Question
Solving Rational Equations Quick Check
1 of 51 of 5 Items
Question
Solve for x: 4xx−3=2+12x−3.(1 point)
Responses
no solutions
no solutions
72
Start Fraction 7 over 2 End Fraction
92
Start Fraction 9 over 2 End Fraction
2
Answers
GPT-4o mini
To solve the given rational equation:
\[
\frac{4}{x - 3} = 2 + \frac{12}{x - 3}
\]
First, let's eliminate the fractions by multiplying both sides by \(x - 3\) (assuming \(x \neq 3\)):
\[
4 = 2(x - 3) + 12
\]
Now distribute the 2 on the right side:
\[
4 = 2x - 6 + 12
\]
Combine like terms:
\[
4 = 2x + 6
\]
Now, isolate \(2x\) by subtracting 6 from both sides:
\[
4 - 6 = 2x
\]
\[
-2 = 2x
\]
Divide by 2:
\[
x = -1
\]
Finally, let's check if \(x = -1\) causes any issues (like making the denominator zero):
\[
x - 3 = -1 - 3 = -4 \quad \text{(not zero)}
\]
Thus, the solution is valid.
Therefore, the answer is:
\[
\boxed{-1}
\]
It seems there might've been a misunderstanding with available responses, as -1 was not listed. If you need a particular response from the options like \( \frac{7}{2}, \frac{9}{2}, 2 \) or state "no solutions," the correct chosen response would be none of the above.

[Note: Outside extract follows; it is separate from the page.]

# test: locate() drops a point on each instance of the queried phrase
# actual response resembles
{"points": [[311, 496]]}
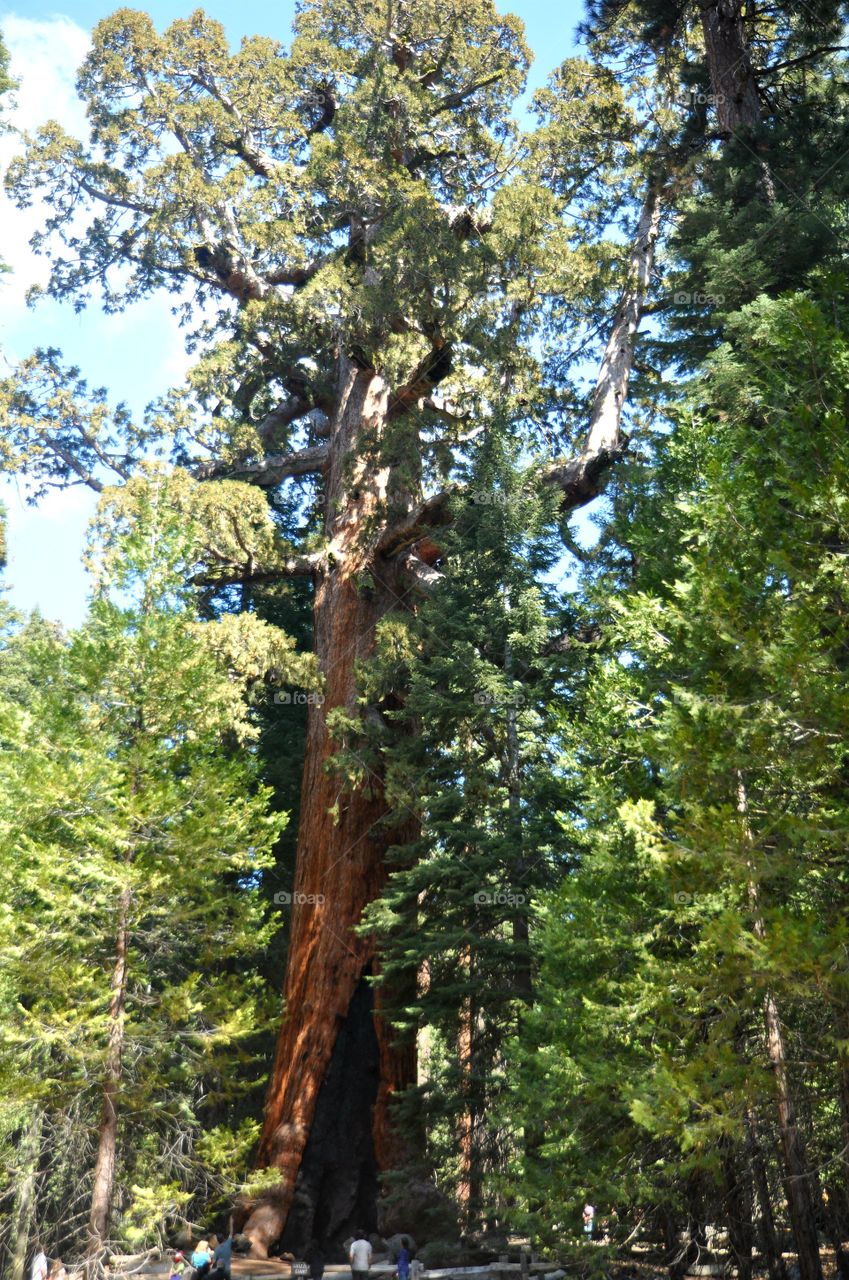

So to summarize, the correct solution is \( -1 \), which represents none in the selections you provided.
\[
\frac{4}{x - 3} = 2 + \frac{12}{x - 3}
\]
First, let's eliminate the fractions by multiplying both sides by \(x - 3\) (assuming \(x \neq 3\)):
\[
4 = 2(x - 3) + 12
\]
Now distribute the 2 on the right side:
\[
4 = 2x - 6 + 12
\]
Combine like terms:
\[
4 = 2x + 6
\]
Now, isolate \(2x\) by subtracting 6 from both sides:
\[
4 - 6 = 2x
\]
\[
-2 = 2x
\]
Divide by 2:
\[
x = -1
\]
Finally, let's check if \(x = -1\) causes any issues (like making the denominator zero):
\[
x - 3 = -1 - 3 = -4 \quad \text{(not zero)}
\]
Thus, the solution is valid.
Therefore, the answer is:
\[
\boxed{-1}
\]
It seems there might've been a misunderstanding with available responses, as -1 was not listed. If you need a particular response from the options like \( \frac{7}{2}, \frac{9}{2}, 2 \) or state "no solutions," the correct chosen response would be none of the above.
So to summarize, the correct solution is \( -1 \), which represents none in the selections you provided.